The principles embodied in the Statement on Internet of Things Privacy and Security propose policy and technical approaches to tackle emerging privacy and security challenges while ensuring that the technology continues to move forward. The Statement on IoT Privacy and Security highlights the complementary nature of privacy and security and the importance of addressing IoT privacy and security throughout the entire lifecycle of a product.
The statement is guided by the belief that a variety of stakeholders – including government officials, academia, industry, nonprofits, technical experts, and consumer advocates – need to jointly address the challenges brought on by the large-scale nature and reach of IoT. The statement calls for coordinated efforts among stakeholders, including internationally, as many of these issues will cross borders. The statement raises the importance of educating consumers. Transparency and consumer empowerment are integral to promoting consumer trust and safety.
“These principles seek to address and avoid problems at their source,” said Stuart Shapiro, Chair of the ACM U.S. Public Policy Council. “With the ubiquity of IoT, retrofitting is not always a possibility, and, when it is, it can be difficult and costly.”
Fabrizio Gagliardi, Chair of the ACM Europe Council Policy Committee, added that the global nature of IoT calls for an international strategy. “IoT issues cross borders and international coordination is necessary,” said Gagliardi. “The privacy and security of the IoT ecosystem is an important topic for computing experts globally. The Statement on IoT Privacy and Security provides solid guidance for policymakers in the United States and in Europe.”
The Statement on Internet of Things Privacy and Security will serve as foundation for a forthcoming Policy White Paper on IoT.

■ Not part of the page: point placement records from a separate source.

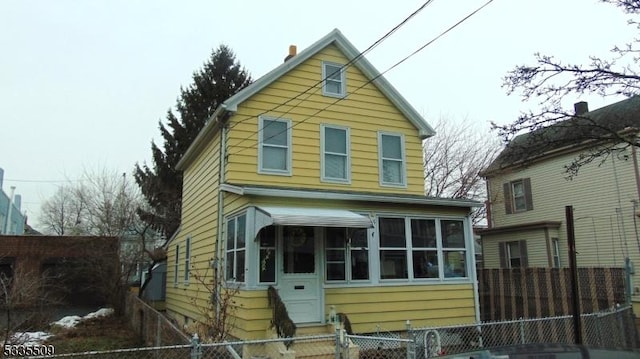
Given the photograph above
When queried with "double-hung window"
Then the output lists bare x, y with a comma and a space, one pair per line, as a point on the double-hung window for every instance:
424, 245
333, 80
236, 248
513, 254
391, 159
454, 253
517, 196
393, 248
274, 152
187, 260
335, 153
347, 254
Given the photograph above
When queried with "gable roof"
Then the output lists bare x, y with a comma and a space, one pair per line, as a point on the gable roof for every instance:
571, 134
336, 38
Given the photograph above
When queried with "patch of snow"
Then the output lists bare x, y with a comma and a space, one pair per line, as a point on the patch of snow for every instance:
68, 321
30, 338
104, 312
73, 320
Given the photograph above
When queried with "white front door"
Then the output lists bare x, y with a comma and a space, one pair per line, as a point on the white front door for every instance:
298, 283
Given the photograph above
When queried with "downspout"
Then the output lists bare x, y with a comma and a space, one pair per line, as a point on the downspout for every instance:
636, 172
219, 247
9, 210
473, 269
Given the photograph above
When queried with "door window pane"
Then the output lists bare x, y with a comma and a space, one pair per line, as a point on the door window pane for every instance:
299, 253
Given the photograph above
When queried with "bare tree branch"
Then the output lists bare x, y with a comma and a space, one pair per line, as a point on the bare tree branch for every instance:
453, 159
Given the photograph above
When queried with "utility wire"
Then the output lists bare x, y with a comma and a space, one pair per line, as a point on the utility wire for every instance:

About the ACM US Public Policy Council
The ACM U.S. Public Policy Council serves as the focal point for ACM’s interaction with the U.S. government in matters of U.S. public policy related to information technology. ACM U.S. Public Policy Council statements represent the views of the Council and do not necessarily represent the views of the Association.

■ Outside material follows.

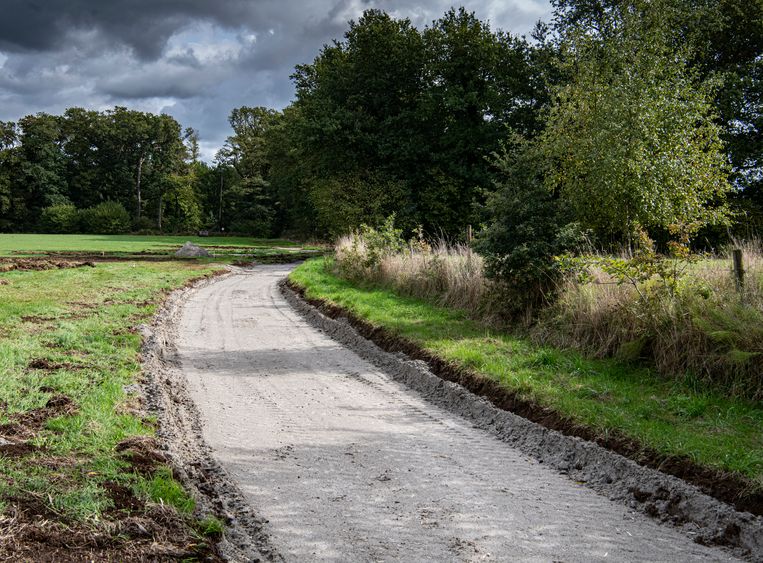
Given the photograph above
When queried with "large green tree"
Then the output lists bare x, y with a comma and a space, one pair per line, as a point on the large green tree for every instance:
724, 41
631, 139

The ACM Europe Council Policy Committee is a standing committee of the ACM Europe Council. It serves as the focal point for ACM’s interactions with governmental bodies in Europe, the computing community, and the public in matters of European public policy related to computing and technology. ACM Europe Council Policy Committee statements represent the views of the Committee and do not necessarily represent the views of the Association.